While Bank of India has been downgraded from AAA with a negative outlook to AA+ with a negative outlook, Central Bank of India has been downgraded from AA with a negative outlook to AA- with a negative outlook. Similarly, Corporation Bank has been downgraded from AA+ with a stable outlook to AA with a negative outlook, Dena Bank from AA+ with a negative outlook to AA- with a negative outlook, IDBI Bank from AA+ with a negative outlook to AA with a negative outlook, Indian Overseas Bank from AA- with a negative outlook to A+ with a negative outlook and UCO Bank from AA+ with a negative outlook to AA with a negative outlook.
Syndicate Bank, on the other hand, while being downgraded from AA+ with a stable outlook to AA, has also been placed on ‘watch negative’.
Giving its rationale for the downgrades, the rating agency noted, “Significant stress in the corporate loan book of PSBs is expected to result in their weak assets ballooning to Rs 7.1 lakh crore by March 31, 2017 from around Rs 4 lakh crore as on March 31, 2015.” CRISIL also noted that it “expects slippages to NPAs to remain high driven by stretched cash flows of highly leveraged corporates, mainly in sectors such as infrastructure, metals and real estate; continued proactive recognition of stressed assets by banks; and limited ability of banks in the current environment to recover from exposures to large corporates that have slipped into NPAs.
CRISIL doesn’t expect the recent move by Reserve Bank of India (RBI) to allow banks to recognise several assets like revaluation reserves as common equity tier 1 (CET1) capital, and the government’s Indradhanush plan to infuse Rs 70,000 crore into PSBs over the next four years, ‘sufficient’ since the tier 1 capital requirement for PSBs 2019 has risen due to a decline in profits.

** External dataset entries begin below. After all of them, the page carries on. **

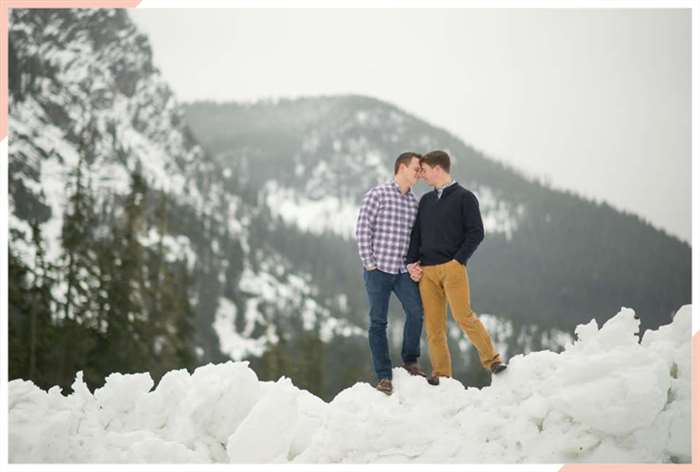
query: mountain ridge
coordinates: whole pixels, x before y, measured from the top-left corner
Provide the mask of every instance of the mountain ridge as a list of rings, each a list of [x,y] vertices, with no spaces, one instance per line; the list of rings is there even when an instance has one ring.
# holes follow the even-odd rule
[[[308,274],[251,237],[264,214],[193,139],[125,11],[10,20],[12,378],[65,385],[79,367],[95,385],[115,368],[158,378],[241,355],[273,375],[285,338],[312,338],[310,353],[314,333],[361,342]],[[307,364],[298,381],[337,388]]]
[[[482,207],[486,239],[473,257],[470,275],[475,276],[473,293],[480,297],[483,311],[523,321],[554,321],[571,330],[591,316],[632,302],[647,329],[667,322],[683,300],[690,299],[687,243],[605,202],[529,180],[453,134],[380,99],[348,94],[243,105],[189,102],[185,116],[214,159],[238,175],[239,184],[265,201],[287,226],[312,236],[335,232],[344,237],[342,266],[357,264],[352,216],[364,192],[391,178],[400,152],[439,148],[450,151],[453,176],[475,191]],[[420,195],[427,187],[416,190]],[[322,224],[314,226],[314,220]],[[650,252],[667,258],[641,257]],[[493,270],[493,264],[504,269]],[[517,286],[518,280],[532,278],[525,267],[545,279],[534,294]],[[645,294],[655,290],[657,273],[672,286],[656,289],[653,296]],[[349,277],[348,271],[344,280]],[[568,287],[560,288],[562,282]],[[497,293],[504,284],[509,303]],[[602,297],[593,295],[598,291]],[[624,292],[627,301],[611,291]],[[525,300],[527,310],[518,309],[516,298]],[[556,305],[579,308],[572,318],[561,320],[563,310],[555,311]],[[543,310],[549,313],[540,315]]]

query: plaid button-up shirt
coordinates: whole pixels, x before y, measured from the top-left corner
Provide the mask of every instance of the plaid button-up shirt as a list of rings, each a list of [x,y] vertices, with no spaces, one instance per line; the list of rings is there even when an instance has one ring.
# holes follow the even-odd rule
[[[367,192],[355,226],[362,265],[390,274],[406,272],[406,253],[417,213],[413,192],[402,194],[395,181]]]

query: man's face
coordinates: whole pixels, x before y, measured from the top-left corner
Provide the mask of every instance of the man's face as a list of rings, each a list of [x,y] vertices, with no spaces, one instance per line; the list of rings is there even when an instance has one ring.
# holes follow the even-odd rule
[[[411,162],[408,164],[408,166],[403,167],[403,175],[406,178],[406,181],[409,183],[411,187],[416,185],[416,182],[418,182],[418,177],[420,177],[421,173],[421,167],[420,167],[420,161],[418,160],[417,157],[414,157],[411,159]]]
[[[421,164],[420,168],[421,168],[420,176],[425,181],[425,183],[428,185],[435,185],[435,179],[437,177],[436,176],[437,166],[430,167],[428,164],[426,164],[424,162]]]

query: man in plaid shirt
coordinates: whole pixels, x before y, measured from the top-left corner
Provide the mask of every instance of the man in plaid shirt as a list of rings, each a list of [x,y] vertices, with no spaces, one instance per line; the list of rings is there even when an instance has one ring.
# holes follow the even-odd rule
[[[406,319],[401,358],[411,375],[425,373],[418,366],[423,305],[418,284],[406,269],[406,254],[418,202],[411,192],[420,175],[420,154],[405,152],[394,163],[394,179],[365,194],[355,228],[369,300],[369,347],[377,375],[377,389],[391,395],[392,373],[387,339],[389,297],[394,292]]]

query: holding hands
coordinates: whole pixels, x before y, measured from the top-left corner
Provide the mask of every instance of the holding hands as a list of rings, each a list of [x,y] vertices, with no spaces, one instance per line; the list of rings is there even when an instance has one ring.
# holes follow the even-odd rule
[[[411,276],[411,280],[414,282],[419,282],[423,277],[423,268],[420,266],[420,261],[414,262],[413,264],[408,264],[406,269],[408,269],[408,274]]]

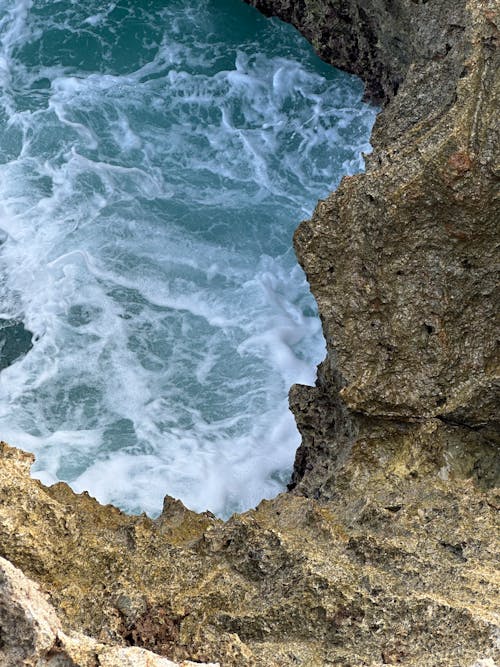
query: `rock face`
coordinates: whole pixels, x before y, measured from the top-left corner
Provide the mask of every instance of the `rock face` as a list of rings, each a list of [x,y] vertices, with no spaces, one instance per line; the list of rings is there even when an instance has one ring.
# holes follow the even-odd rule
[[[33,457],[2,443],[1,553],[58,617],[0,561],[0,651],[48,661],[57,649],[73,662],[54,665],[85,667],[120,664],[104,654],[128,664],[113,646],[234,667],[493,661],[500,497],[471,480],[431,484],[431,436],[409,435],[411,453],[395,449],[383,471],[354,453],[354,491],[339,485],[335,502],[283,494],[225,524],[175,501],[152,521],[46,488],[29,477]],[[376,460],[386,444],[372,440]],[[100,663],[76,657],[92,652]]]
[[[344,179],[296,233],[328,345],[320,384],[335,386],[355,412],[490,424],[498,398],[498,3],[252,4],[292,20],[388,103],[367,173]],[[337,26],[342,33],[332,33]],[[374,80],[384,81],[378,94]]]
[[[0,650],[54,666],[132,649],[235,667],[493,667],[498,6],[253,4],[385,104],[366,174],[296,233],[328,355],[317,386],[290,393],[293,491],[227,523],[166,498],[153,521],[44,487],[2,443],[0,556],[52,607],[35,622],[12,603],[2,562]],[[100,663],[69,648],[73,662],[47,663],[54,636]]]
[[[367,173],[345,178],[295,235],[328,355],[318,387],[292,395],[304,435],[294,485],[309,494],[334,485],[326,479],[332,459],[346,455],[359,430],[370,431],[367,417],[377,430],[388,420],[388,433],[398,421],[428,421],[450,445],[450,427],[462,428],[461,442],[477,448],[480,438],[494,453],[498,4],[253,4],[291,20],[386,103]],[[315,444],[319,413],[316,425],[330,420],[335,431],[322,445],[324,460]]]
[[[4,558],[0,558],[0,628],[2,667],[194,666],[137,647],[106,646],[74,632],[67,635],[40,587]]]

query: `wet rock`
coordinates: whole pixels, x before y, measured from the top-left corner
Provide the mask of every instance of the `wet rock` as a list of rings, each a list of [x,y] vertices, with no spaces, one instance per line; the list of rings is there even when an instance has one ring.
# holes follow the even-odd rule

Last week, RBI had revised its regulations and allowed banks to recognise 45% of their revaluation reserves, 75% of their foreign currency translation reserves (FCTR) and deferred tax assets (DTAs) related to timing difference up to a maximum of 10%, as CET1 capital.
As per estimates, it had freed up capital in excess of R25,000 crore and reduced PSBs’ need to raise fresh capital to adhere to RBI’s capital adequacy norms.